FECR-İ ATİ EDEBİYATI (1909–1912)
1901’de Servet-i Fünun dergisinin kapatılmasıyla Servet-i Fünun topluluğu dağıldı. Yazın sahasındaki bu boşluğu doldurmak için bazı genç sanatçılar bir araya gelip bir bildiri yayımlayarak sanat anlayışlarını açıkladılar. İşte bu topluluk kendilerine Fecr-i Ati ismini verdi.
“Fecr-i Ati Encümen-i Edebîsi”
adıyla edebiyatımızda bildiri yayınlayan ilk topluluktur.
“Sanat şahsî ve muhteremdir” görüşünü savunurlar.
Servet-i Fünuncuları Batı edebiyatını yeteri kadar takip etmemekle suçladılar.
Sanata ve edebiyata hizmet etmek için eser verdiklerini ifade ettiler.
Fransız sembolistlerinden
etkilendiler ve Fransız edebiyatını kendilerine örnek aldılar.
Şiirlerini aruz ölçüsüyle yazıp serbest müstezatı kullanmaya devam ettiler.
Yapıtlarında aşk ve doğa temalarını işlediler. Hakikatten uzak doğa betimlemeleri yapmış, romantik bir aşkı işlemişler.

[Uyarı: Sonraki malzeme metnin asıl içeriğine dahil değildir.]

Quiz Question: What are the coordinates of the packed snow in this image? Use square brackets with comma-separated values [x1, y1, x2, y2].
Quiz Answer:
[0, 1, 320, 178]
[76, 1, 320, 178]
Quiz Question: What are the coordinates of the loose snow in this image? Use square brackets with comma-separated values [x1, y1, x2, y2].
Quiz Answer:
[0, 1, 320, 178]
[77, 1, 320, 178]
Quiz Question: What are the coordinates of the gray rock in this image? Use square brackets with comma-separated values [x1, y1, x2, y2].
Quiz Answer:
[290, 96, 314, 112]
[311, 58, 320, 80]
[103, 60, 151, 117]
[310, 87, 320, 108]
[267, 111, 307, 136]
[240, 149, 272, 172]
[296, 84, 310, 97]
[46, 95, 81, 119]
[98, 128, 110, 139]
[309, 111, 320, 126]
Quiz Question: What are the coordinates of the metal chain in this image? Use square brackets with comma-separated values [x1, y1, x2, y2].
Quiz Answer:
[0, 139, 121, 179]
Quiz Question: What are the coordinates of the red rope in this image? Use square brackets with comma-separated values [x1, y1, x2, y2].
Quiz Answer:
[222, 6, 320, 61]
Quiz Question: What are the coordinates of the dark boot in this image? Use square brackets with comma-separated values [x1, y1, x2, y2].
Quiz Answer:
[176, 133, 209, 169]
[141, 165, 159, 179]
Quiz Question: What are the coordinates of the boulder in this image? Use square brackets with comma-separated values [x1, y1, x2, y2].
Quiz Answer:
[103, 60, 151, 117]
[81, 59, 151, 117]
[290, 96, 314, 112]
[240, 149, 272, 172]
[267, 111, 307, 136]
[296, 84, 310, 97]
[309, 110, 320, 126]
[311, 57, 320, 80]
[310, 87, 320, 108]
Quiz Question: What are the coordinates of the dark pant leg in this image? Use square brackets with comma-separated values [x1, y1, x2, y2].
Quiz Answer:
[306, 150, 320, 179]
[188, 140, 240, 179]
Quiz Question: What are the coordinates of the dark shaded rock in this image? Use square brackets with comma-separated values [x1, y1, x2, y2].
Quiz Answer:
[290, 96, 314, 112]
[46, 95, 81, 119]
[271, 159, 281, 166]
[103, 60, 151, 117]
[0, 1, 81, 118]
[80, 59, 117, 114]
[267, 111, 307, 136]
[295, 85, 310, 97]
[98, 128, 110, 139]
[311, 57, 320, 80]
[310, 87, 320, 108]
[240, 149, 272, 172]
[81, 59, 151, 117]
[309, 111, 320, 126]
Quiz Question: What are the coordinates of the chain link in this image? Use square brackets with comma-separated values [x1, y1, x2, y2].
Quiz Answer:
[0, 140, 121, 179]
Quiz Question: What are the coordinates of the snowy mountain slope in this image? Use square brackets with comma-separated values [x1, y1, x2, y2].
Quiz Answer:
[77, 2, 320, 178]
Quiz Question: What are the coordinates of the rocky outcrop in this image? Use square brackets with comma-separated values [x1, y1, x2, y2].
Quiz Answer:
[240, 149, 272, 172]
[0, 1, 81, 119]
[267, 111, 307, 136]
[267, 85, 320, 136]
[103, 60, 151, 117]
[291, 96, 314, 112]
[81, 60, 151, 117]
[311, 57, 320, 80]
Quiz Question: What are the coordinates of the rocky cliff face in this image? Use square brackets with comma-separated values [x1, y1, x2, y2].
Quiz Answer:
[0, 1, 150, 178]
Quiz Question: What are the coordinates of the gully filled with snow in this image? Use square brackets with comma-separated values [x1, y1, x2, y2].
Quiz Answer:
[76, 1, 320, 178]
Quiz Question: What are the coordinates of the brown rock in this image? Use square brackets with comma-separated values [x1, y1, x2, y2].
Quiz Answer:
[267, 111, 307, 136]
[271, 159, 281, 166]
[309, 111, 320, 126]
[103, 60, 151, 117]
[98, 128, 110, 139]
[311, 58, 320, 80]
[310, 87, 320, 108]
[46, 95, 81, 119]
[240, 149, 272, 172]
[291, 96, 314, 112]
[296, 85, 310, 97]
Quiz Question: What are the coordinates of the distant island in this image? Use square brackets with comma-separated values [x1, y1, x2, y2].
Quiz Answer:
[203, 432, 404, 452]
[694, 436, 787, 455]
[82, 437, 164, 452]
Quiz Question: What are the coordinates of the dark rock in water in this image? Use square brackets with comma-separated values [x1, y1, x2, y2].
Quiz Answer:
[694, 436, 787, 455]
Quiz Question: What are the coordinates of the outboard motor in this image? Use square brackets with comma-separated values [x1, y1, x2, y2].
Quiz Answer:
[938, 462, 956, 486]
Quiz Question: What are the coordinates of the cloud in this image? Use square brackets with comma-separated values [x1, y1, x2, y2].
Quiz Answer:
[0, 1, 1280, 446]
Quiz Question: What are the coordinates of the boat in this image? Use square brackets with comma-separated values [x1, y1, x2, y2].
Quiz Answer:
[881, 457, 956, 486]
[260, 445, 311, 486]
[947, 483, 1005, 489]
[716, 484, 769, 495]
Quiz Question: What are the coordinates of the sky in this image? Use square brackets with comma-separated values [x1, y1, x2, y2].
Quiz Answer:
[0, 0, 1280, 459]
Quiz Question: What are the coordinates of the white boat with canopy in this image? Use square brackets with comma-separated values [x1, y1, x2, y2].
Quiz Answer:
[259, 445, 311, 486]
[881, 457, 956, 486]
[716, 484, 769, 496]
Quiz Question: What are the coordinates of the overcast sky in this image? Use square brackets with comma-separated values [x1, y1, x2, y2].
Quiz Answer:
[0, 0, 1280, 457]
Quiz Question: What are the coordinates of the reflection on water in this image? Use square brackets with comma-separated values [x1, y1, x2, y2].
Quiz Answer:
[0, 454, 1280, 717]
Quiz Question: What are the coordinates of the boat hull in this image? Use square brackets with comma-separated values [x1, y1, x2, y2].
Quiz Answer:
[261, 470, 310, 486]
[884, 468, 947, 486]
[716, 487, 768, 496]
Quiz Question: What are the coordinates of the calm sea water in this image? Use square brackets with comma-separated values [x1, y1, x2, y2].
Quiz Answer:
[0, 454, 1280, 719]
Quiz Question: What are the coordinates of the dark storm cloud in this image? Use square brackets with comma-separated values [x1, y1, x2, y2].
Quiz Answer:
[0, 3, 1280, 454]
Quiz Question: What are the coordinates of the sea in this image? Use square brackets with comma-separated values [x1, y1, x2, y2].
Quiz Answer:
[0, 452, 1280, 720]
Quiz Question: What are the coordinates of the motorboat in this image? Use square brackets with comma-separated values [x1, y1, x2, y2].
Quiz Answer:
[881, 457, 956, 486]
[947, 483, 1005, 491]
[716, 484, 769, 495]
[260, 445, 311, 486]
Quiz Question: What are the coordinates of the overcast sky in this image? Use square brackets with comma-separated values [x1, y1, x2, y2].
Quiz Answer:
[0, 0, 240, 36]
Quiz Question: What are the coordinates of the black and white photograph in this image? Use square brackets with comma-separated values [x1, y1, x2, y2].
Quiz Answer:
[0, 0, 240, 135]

Eserlerini ağır bir dille yazmışlardır.
Servet-i Fünuncular gibi Arapça, Farsça kelime ve tamlamalar kullanmışlar.
Servet-i Fünun edebiyatına tepki olarak ortaya çıkmalarına rağmen verdikleri eserlerle Servet-i Fünun Edebiyatı’nın uzantısı oldular.
Fecr-i Ati topluluğu sanat anlayışlarında birlik olmaması ve edebiyata yeni bir soluk getirememelerinden 1912’de dağıldı.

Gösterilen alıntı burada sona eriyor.